Los ejes del desencanto: Impuestos y falta de competitividad
Fernández centró sus cuestionamientos en las promesas incumplidas respecto a la presión fiscal y las dificultades para producir en el país. Sus principales reclamos incluyen:
·Carga tributaria: Denunció que el sector enfrenta un 52% de impuestos, una cifra que, según sus palabras, el Gobierno se había comprometido a reducir sin éxito hasta la fecha.
·Apertura comercial: Advirtió sobre los riesgos de la competencia desleal, señalando que potencias como China aplican estrategias de precios por debajo del costo para desarticular la industria local y ganar mercado.

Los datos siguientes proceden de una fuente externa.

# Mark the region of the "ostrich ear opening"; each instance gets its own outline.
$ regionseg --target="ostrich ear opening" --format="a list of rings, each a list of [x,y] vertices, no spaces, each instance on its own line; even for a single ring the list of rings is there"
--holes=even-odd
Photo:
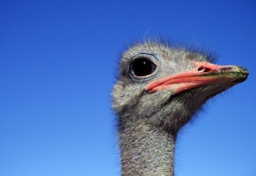
[[[225,84],[232,87],[245,81],[249,75],[248,70],[240,66],[193,62],[195,68],[154,80],[146,85],[146,91],[154,93],[171,89],[174,94],[177,94],[205,85]]]

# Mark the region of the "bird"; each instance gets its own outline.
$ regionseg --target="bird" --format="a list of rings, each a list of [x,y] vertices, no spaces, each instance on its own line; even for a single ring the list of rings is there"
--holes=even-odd
[[[148,39],[121,54],[112,92],[121,174],[174,175],[180,130],[212,97],[245,81],[241,66],[215,64],[216,55]]]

El debate sobre el diseño y la producción internacional
El diseñador también salió al cruce de las declaraciones de Javier Milei sobre la competitividad de países como Italia frente a los mercados asiáticos. Fernández fue tajante al desmitificar la idea de que el diseño por sí solo garantiza la supervivencia industrial:
"Italia tiene excelente diseño, al igual que la Argentina, pero la realidad es que Italia no compite directamente con China; la mayor parte de su producción se realiza en ese país".
Un giro en su posicionamiento político
Tras reconocer su voto a favor de la Libertad Avanza en las elecciones pasadas, el modisto expresó un desencanto profundo y definitivo. Para Fernández, la combinación de una alta carga impositiva con una apertura de importaciones sin protección para la manufactura nacional está agravando problemas estructurales que el sector ya arrastraba, poniendo en jaque la continuidad de las empresas textiles locales.